The lack of good protection in the contract necessarily requires far
more active and effective protection in supervision of work and progress
of your trade…and all the other trades.
/4/ The fourth step
is to build an excellent written record of all requests, alterations in
specifications, problems with other trades, delays, etc. so that it can
be demonstrated conclusively what is requested and what problems have
occurred. Remember, written evidence is always best. In a conflict of
verbal evidence, one never knows who the trier of fact will believe.
/5/ Assuming a
change order is requested, it is absolutely vital to go into high gear
in proactive protection. Immediately obtain legal advice to walk you
through the process. Know precisely what are your rights and
liabilities. Commence effective written communication with the
other parties (with review by your own legal counsel ahead of time) so
that a record is kept and there can be no later question of who said
what to whom.

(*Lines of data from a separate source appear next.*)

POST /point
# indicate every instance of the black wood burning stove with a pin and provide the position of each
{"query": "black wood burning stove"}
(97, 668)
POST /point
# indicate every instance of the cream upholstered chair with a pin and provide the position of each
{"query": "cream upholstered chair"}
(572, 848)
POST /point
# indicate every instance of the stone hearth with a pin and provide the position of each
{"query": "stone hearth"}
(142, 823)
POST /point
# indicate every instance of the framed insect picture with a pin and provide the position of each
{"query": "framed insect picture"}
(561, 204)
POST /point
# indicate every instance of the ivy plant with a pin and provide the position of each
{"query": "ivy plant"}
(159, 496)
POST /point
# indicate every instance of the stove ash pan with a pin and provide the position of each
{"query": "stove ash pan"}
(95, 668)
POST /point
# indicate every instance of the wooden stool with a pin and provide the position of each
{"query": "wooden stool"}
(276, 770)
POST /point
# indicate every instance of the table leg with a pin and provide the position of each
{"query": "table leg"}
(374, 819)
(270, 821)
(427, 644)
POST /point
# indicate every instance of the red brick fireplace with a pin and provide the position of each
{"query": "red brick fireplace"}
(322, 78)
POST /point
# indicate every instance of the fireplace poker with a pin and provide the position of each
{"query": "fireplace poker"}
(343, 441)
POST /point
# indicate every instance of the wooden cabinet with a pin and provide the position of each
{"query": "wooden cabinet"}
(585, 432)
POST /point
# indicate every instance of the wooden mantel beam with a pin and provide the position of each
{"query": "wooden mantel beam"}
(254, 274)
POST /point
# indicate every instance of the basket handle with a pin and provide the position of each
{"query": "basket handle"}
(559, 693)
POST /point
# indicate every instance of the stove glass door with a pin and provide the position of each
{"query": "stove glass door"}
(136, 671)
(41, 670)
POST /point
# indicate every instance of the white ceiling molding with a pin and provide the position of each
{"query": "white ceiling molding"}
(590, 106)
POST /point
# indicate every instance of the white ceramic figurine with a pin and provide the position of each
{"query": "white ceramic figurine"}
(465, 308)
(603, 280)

Do not rely on your “buddy” foreman on the job site to
protect you if the home office seeks to turn on you after you have done
the change order…it may be his job on the line and you will probably
find you are expendable. (So many of our clients come to us sadly
stating words to the effect that “Joe said he would protect us, not to
worry and now he won’t even return our calls.”)
/6/ And if things
begin to go wrong, immediately get advice on what remedies are available
since most equitable remedies in construction projects have rigid and
critical time limits.
6. CONCLUDING THOUGHTS
What every lawyer
would like, of course, is for a perfect clause to be already executed by
the client before the client comes into the office with an existing
problem. In an ideal world this would certainly happen. In reality, we
normally encounter clients already in trouble with clauses of dubious
value.
If you are still
negotiating a contract, concentrate on the change order provisions and
get them right. If you have already executed a poorly drafted clause,
take the proactive steps above and be ready to enforce the rights you
still have left…and next time around, fight for a better clause in your
contract.
What makes
construction an interesting and rewarding field is that something of
value is created or improved by a large group of people working,
hopefully, in concert. Such efforts necessarily require continuous and
active cooperation and inevitably such cooperation will at times cease
to exist.
The role of
contracts is to regularize and make predictable what occurs when other
types of cooperation break down. Given the frequency of such
“breakdowns” with change orders, the professional in construction or the
owner of a project will understand the need to create excellent clauses
that are fair and predictable…and to make advance plans as to what to do
if such clauses are, for one reason or another, not in effect during the
progress of a project.
Change orders will happen and many of them will cause problems. As the
Boy Scouts motto goes: “Be Prepared.”